Poco a poco supe que el origen de su bienestar, así de a montón, fue el matrimonio y la viudez de Elpidia con un general del régimen porfiriano apellidado Castrejón que había protegido al yerno del dictador, don Antonio de la Torre, cuando lo sorprendieron en una orgía de maricones, conocidos con el mote de los Cuarenta y uno, y don Porfirio estuvo a punto de caparlo y enviarlo junto con los demás a servir como soldado en contra de las revueltas de los mayas de Yucatán. Castrejón, que estaba enamorado de don Antonio, ofreció sus testículos en prenda y estos fueron a parar adentro de un relicario que se obsequió a la parroquia de Santa María del Cobre en La Habana, Cuba, donde aún se les venera.

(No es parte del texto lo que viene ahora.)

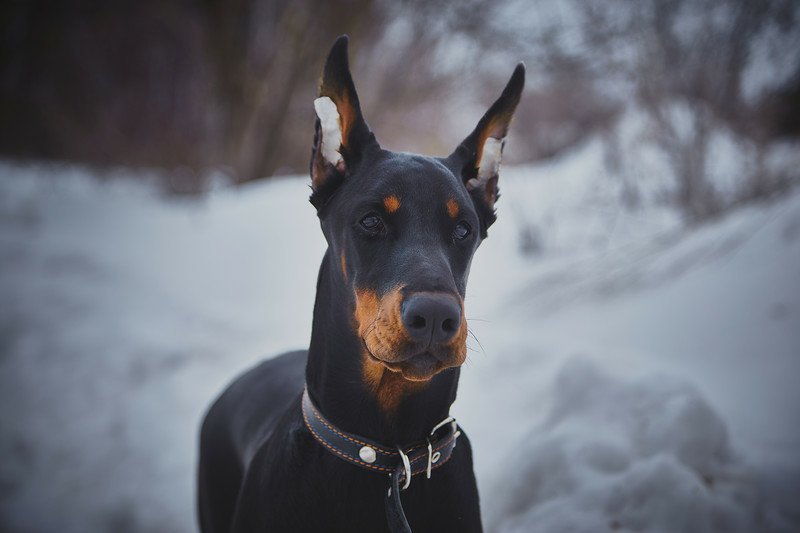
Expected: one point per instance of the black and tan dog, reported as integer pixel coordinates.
(354, 434)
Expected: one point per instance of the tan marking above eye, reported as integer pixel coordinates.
(452, 208)
(391, 203)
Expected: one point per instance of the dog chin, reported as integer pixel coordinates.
(420, 367)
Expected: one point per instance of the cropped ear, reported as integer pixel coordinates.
(477, 158)
(341, 135)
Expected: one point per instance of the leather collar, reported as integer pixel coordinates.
(400, 463)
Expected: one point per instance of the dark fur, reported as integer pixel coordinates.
(260, 469)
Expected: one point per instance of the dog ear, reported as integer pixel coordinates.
(341, 134)
(477, 158)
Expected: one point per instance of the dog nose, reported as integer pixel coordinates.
(431, 317)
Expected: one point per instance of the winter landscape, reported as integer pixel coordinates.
(634, 313)
(629, 374)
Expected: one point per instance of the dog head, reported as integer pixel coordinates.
(402, 228)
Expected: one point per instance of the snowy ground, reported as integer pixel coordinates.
(631, 376)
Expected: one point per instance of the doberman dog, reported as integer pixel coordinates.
(326, 439)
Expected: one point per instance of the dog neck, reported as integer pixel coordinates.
(337, 385)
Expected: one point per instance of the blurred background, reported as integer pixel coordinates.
(635, 311)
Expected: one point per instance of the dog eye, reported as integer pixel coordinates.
(371, 223)
(462, 231)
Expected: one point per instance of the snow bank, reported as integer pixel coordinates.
(124, 313)
(645, 454)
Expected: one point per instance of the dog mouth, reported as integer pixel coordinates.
(419, 367)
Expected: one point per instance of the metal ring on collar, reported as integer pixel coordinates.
(407, 467)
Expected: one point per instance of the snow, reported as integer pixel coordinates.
(627, 374)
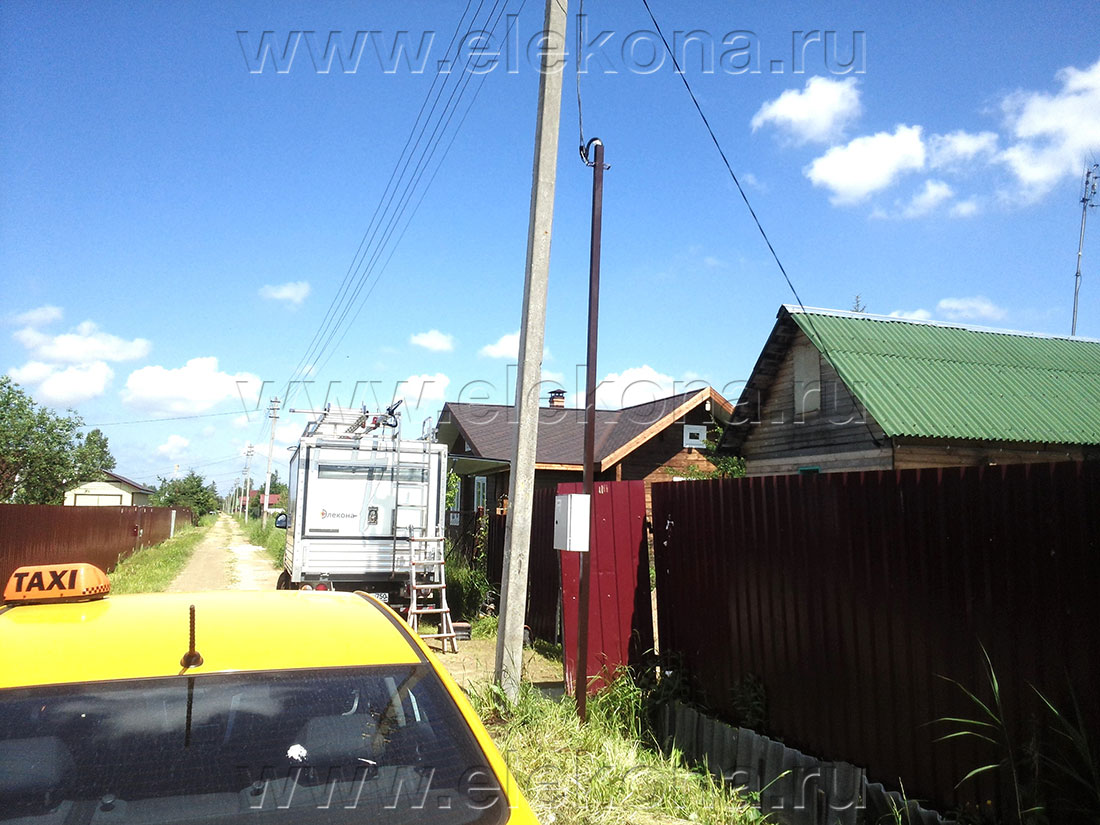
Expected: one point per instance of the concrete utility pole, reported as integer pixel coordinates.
(273, 409)
(248, 481)
(517, 531)
(594, 157)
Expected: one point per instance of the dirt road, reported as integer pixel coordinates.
(224, 560)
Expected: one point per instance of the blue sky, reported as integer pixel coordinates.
(179, 208)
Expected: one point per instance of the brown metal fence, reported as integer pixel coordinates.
(43, 534)
(543, 572)
(849, 596)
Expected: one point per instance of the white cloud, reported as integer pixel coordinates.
(1054, 133)
(868, 164)
(294, 292)
(960, 147)
(933, 195)
(965, 208)
(64, 385)
(83, 345)
(197, 386)
(418, 388)
(916, 315)
(977, 308)
(40, 316)
(820, 112)
(433, 340)
(635, 385)
(174, 447)
(506, 347)
(287, 433)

Sin embargo, algo de virilidad le quedó al general capón, pues tuvo los arrestos para casarse con mi tía y la atingencia de morirse a los seis meses, no sin antes heredarle doscientas —sí, no exagero— acémilas albinas que compró la arquidiócesis de México en homenaje al señor arzobispo, pues todas se le parecían.
Las hermanitas hicieron roncha y a mí me tocó en suerte servirles de comodín para intenciones aviesas que se revelarían con los años. Por lo pronto y antes de que eso sucediera, recibí el calor de un hogar y la posibilidad de estudiar como interno en el Colegio Patricio Sáenz, que por entonces estaba en el pueblo de San Agustín de las Cuevas, el cual más tarde adoptó el nombre de Tlalpan.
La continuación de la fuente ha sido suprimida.